# Mechanics of an Asymmetric Hard--Soft Lamellar Nanomaterial

**Authors:** Weichao Shi, Glenn H. Fredrickson, Edward J. Kramer, Christos Ntaras,, Apostolos Avgeropoulos, Quentin Demassieux (SIMM), Costantino Creton (SIMM)

arXiv: 1701.09066 · 2017-02-01

## TL;DR

This study investigates the structure and mechanical behavior of highly asymmetric soft-hard lamellar nanomaterials made from miktoarm star block copolymers, revealing how layer thickness influences deformation and damage mechanisms.

## Contribution

It introduces a new class of thermodynamically stable asymmetric lamellar nanomaterials with tunable mechanical properties based on layer thickness variations.

## Key findings

- Thinner lamellae show kinks and cavitation in soft layers.
- Thicker lamellae exhibit cavitation in both soft and hard layers.
- Damage involves shear deformation and cavity formation.

## Abstract

Nanolayered lamellae are common structures in nanoscience and nanotechnology, but most are nearly symmetric in layer thickness.

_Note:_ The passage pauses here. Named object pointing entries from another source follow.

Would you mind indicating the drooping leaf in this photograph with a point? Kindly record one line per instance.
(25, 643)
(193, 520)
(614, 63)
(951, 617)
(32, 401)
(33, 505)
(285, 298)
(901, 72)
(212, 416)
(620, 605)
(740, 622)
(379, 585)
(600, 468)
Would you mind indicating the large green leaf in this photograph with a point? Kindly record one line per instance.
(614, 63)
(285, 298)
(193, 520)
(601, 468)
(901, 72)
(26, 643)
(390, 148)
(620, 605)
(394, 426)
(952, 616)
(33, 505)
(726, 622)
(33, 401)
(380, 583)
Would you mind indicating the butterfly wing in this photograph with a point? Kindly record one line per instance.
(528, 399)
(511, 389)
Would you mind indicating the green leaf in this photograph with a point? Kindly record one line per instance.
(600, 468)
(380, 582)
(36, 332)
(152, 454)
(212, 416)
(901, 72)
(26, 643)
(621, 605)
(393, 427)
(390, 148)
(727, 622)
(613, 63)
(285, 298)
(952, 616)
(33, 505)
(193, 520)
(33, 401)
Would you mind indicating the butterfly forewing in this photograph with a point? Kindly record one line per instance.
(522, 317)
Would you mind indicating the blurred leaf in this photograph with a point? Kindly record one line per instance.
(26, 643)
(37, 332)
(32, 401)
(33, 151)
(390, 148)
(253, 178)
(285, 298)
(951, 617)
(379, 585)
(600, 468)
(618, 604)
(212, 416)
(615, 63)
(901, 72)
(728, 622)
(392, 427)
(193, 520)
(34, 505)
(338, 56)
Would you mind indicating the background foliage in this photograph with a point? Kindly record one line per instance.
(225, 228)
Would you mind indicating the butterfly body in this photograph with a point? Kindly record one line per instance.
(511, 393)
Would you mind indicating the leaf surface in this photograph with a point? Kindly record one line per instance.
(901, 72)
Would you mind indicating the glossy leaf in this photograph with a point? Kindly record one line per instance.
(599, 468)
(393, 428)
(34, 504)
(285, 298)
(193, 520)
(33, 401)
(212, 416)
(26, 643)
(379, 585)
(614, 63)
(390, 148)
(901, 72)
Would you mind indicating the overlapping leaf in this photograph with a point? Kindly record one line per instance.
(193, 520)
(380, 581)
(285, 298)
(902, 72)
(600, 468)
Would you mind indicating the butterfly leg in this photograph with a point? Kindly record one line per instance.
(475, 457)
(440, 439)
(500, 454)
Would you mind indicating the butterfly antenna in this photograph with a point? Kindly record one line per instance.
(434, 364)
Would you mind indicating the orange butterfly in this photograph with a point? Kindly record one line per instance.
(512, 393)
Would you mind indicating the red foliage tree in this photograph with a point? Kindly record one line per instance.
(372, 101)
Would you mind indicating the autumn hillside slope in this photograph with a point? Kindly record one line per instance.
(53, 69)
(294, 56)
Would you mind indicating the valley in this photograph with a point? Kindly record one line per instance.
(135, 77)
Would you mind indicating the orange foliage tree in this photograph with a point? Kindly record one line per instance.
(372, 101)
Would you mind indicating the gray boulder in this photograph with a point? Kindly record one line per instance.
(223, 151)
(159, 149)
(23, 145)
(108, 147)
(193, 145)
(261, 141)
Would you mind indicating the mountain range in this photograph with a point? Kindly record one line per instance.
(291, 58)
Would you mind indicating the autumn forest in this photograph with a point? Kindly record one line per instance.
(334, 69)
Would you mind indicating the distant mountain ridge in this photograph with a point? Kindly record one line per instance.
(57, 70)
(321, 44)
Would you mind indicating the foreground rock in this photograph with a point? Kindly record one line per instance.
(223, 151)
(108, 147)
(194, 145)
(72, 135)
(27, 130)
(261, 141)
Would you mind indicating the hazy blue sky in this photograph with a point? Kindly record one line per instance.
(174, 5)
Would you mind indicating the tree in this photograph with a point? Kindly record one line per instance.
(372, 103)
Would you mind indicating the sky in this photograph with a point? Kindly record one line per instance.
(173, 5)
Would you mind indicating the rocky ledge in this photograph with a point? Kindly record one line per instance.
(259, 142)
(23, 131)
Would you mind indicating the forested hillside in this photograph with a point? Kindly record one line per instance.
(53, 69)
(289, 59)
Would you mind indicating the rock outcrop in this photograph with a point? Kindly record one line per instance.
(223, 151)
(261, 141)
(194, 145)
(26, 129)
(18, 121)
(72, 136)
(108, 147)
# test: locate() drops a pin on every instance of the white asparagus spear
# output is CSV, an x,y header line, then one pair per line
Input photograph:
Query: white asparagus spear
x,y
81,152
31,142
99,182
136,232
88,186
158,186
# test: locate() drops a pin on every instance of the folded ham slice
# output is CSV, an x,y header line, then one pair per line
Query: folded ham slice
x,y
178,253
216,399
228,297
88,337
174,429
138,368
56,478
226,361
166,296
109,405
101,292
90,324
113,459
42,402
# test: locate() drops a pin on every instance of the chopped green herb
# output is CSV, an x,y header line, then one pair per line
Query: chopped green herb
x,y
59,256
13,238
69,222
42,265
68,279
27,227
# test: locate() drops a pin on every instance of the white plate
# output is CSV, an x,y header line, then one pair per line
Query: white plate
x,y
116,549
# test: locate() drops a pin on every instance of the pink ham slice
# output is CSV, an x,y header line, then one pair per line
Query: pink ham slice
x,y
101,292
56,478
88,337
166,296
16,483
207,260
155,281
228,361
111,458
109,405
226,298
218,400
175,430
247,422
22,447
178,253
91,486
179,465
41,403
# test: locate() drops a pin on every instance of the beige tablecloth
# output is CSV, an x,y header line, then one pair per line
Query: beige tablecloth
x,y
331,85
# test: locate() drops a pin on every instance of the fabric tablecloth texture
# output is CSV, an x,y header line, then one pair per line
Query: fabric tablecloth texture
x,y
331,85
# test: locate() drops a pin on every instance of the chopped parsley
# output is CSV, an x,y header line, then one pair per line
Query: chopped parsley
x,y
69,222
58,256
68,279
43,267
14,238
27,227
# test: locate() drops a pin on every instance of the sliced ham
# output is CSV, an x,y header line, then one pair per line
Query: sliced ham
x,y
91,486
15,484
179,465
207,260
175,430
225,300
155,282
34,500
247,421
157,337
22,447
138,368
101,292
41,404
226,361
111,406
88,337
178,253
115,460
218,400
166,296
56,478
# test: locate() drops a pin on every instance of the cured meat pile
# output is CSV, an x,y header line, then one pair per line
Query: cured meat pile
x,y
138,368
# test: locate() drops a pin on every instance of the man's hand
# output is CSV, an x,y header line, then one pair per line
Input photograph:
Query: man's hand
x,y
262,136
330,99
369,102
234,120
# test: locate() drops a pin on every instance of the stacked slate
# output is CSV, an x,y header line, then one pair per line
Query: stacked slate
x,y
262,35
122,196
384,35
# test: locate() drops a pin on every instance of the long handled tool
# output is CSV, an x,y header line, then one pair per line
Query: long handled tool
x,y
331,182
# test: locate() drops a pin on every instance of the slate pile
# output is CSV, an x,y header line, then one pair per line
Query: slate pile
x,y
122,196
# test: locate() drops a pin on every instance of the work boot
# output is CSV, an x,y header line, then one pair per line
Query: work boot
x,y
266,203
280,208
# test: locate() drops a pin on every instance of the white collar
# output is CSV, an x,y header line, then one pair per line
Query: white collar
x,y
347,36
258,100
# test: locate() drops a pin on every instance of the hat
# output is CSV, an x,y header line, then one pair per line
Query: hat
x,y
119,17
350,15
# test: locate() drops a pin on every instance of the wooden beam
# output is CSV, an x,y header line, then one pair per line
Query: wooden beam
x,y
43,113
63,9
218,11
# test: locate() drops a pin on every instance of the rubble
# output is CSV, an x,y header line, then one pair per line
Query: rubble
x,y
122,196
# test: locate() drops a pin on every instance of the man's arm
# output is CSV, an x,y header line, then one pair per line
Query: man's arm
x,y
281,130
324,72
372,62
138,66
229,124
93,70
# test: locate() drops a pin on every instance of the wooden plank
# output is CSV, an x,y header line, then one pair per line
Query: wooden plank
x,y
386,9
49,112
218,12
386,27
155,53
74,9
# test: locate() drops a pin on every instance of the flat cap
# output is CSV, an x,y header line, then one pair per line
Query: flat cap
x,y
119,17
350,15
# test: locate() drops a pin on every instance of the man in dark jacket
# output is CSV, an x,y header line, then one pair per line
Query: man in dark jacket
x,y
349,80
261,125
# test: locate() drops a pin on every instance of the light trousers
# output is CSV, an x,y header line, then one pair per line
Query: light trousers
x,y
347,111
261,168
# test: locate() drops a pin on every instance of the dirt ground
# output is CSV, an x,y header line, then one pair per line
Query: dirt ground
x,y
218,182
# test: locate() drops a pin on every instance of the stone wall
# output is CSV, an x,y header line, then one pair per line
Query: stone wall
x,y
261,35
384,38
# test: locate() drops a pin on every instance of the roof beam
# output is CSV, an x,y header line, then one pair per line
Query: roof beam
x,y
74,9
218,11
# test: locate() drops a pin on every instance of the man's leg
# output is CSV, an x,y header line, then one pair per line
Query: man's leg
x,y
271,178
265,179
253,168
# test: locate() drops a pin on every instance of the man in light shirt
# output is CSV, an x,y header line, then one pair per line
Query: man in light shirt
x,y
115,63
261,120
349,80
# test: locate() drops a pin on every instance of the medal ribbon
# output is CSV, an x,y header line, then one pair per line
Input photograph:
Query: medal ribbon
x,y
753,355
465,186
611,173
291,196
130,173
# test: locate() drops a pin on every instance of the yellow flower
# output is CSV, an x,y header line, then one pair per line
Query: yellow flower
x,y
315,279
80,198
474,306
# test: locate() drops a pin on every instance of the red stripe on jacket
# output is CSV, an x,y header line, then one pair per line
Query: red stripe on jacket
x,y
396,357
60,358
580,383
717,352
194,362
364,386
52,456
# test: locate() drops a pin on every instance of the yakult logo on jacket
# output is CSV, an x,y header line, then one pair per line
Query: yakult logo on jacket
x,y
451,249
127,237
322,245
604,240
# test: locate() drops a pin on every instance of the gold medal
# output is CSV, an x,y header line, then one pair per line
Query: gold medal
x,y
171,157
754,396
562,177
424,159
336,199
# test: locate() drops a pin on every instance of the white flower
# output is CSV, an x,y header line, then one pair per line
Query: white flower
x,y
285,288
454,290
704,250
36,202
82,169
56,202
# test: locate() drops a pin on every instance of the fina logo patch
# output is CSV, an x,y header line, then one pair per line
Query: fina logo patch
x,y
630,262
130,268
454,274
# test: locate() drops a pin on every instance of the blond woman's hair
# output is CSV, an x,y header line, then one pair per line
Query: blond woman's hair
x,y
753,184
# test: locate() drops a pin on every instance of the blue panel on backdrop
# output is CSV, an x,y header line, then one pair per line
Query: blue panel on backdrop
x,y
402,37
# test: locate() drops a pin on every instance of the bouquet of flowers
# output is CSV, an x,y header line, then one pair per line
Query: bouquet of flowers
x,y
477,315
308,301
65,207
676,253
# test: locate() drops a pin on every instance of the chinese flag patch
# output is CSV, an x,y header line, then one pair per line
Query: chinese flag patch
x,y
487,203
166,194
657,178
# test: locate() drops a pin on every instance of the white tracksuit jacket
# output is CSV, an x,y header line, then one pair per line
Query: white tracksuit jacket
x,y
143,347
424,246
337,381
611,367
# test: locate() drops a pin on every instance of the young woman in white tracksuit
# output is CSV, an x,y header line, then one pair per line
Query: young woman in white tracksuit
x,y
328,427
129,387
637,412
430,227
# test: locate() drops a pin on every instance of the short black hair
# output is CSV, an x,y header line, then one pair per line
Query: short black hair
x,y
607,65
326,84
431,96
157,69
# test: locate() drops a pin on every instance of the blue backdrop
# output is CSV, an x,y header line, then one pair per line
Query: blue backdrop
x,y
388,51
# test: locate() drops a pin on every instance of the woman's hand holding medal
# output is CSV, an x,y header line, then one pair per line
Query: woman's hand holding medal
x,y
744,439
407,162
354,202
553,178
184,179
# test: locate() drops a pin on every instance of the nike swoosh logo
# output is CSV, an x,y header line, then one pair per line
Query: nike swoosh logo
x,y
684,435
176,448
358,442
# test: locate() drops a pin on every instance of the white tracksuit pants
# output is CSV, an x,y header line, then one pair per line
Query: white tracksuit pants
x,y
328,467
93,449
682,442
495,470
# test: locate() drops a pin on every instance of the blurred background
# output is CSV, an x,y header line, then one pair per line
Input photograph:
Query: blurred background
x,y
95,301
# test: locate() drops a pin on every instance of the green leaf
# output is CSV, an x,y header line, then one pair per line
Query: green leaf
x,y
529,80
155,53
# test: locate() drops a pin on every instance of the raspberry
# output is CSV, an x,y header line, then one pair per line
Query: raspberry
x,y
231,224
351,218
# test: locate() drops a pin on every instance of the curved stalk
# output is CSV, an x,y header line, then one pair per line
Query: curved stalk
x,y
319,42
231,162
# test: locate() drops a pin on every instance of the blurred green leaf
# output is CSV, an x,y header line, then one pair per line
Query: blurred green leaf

Here, we report on the structure and mechanics of highly asymmetric and thermodynamically stable soft--hard lamellar structures self-assembled from optimally designed PS1-(PI-b-PS2)3 miktoarm star block copolymers. The remarkable mechanical properties of these strong and ductile PS (polystyrene)-based nanomaterials can be tuned over a broad range by varying the hard layer thickness while maintaining the soft layer thickness constant at 13 nm. Upon deformation, thin PS lamellae (\textless{}100 nm) exhibited kinks and predamaged/damaged grains, as well as cavitation in the soft layers. In contrast, deformation of thick lamellae (\textgreater{}100 nm) manifests cavitation in both soft and hard nanolayers. In situ tensile-SAXS experiments revealed the evolution of cavities during deformation and confirmed that the damage in such systems reflects both plastic deformation by shear and residual cavities. The aspects of the mechanics should point to universal deformation behavior in broader classes of asymmetric hard--soft lamellar materials, whose properties are just being revealed for versatile applications.